Треск шарика, хрустенье и тонкий мелодический звон. Мелькают лица, словно сквозь желтое стекло. Золотится алебастр. Мучительно жужжат газовые рожки. Зеркала похожи на двери, в которых стоит он, господин Достоевский первый, Федор Михайлович старший, бледный игрок, потерявший последний цванцигер, опозоренный и раздавленный, как в Петербурге когда-то в пивной, на бильярде. Двойник бледнолицый опять издевается над автором «Бедных людей» и «Записок из Мертвого Дома»? Философ, страдалец, поэт? А штаны заложить не желаешь в ломбарде? Российский Бальзак… О, убожество… нет – Поль де Кок петербургский!
С какой-то особенной легкостью непоправимого горя вышел он в атриум. С такой же воздушной прозрачной какой-то безнадежностью (освобождение от всех земных тягот) шагают обреченные к смерти, легко донося свой траур до предельной черты.
И бодрой походкой последнего отчаяния прошел он под колоннаду.
Наполеон или нет?
Что вы, один, что ли, на свете? Для вас свет, что ли, сделан? Наполеон вы, что ли, какой? Что вы? Кто вы? Наполеон вы, а? Наполеон или нет?.. Говорите же, сударь! Наполеон или нет?
«Господин Прохарчин»
Он опустился в плетеное кресло из ивовых прутьев у крайнего столика. Было свежо и сыро. Пока он играл, прошел легкий дождик. Пахло мокрой листвой и размытой землей. Запах, чем-то всегда напоминавший ему тульские ливни, луга за Каширой. Великая мать-сыра земля… «Дети должны родиться на земле, а не на мостовой – да, на земле, откуда хлеб и деревья растут…» Вдруг вспомнились здесь, у подножия Таунуса, в Рейнской долине, пустоши Зарайского уезда, где он бегал мальчишкой по мокрым дорогам. Запах дождя и земли всегда возбуждал в нем эти впечатления ранних лет. И глядя на ель, освещенную газом и всю унизанную, словно бисером, мельчайшими капельками дождя, он вспомнил вдруг где-то в овраге под Чермашней огромный куст, облитый летним дождем, зыбкий, трепетный, весь блестящий и веющий свежей прохладой. «Чуть-чуть плечом задеть, и миллионы брызг обдадут голову…» Хорошо после угарных ночей, вобрав до краев сердца горечь жизни, боря тошноту и отвращение к людям, сжечь себе мозг под этой влажной лаской листвы…

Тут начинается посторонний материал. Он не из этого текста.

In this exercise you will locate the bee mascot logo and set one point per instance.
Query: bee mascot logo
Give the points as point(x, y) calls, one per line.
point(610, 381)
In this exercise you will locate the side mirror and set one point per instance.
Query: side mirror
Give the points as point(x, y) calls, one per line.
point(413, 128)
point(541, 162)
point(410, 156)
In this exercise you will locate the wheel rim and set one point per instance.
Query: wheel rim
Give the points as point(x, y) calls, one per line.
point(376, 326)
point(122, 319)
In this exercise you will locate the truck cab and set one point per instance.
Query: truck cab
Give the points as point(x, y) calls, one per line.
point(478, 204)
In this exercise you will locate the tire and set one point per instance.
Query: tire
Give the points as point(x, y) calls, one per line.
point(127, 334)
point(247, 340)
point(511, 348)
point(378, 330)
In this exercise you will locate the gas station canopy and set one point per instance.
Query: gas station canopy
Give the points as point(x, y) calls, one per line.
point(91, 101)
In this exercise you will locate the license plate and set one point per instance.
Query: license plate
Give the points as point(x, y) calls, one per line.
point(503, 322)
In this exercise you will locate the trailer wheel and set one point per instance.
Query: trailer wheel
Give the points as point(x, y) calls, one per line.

Самоубийцы… Иные из покушавшихся не раз беседовали с ним об этом. Поэт Шидловский, мечтавший броситься с цепного моста в Фонтанку и камнем пойти сквозь ласковую пресную воду на мягкое нежное дно. Молоденький арестантик в Омске, затосковавший в рекрутах и однажды в карауле глухой осенней ночью отомкнувший штык, скинувший сапог и спустивший пальцем ноги курок ружья. Вспомнились слова Петрашевского: «Три месяца лежал подле меня заряженный пистолет… Я принужден был холодным размышлением признать ничтожность своей личности перед лицом природы, я должен был отвергнуть в себе то, что называется свободою произвола… Тогда мне показалось, что единственный выход из этого тупика – заявить своеволие и уничтожить себя».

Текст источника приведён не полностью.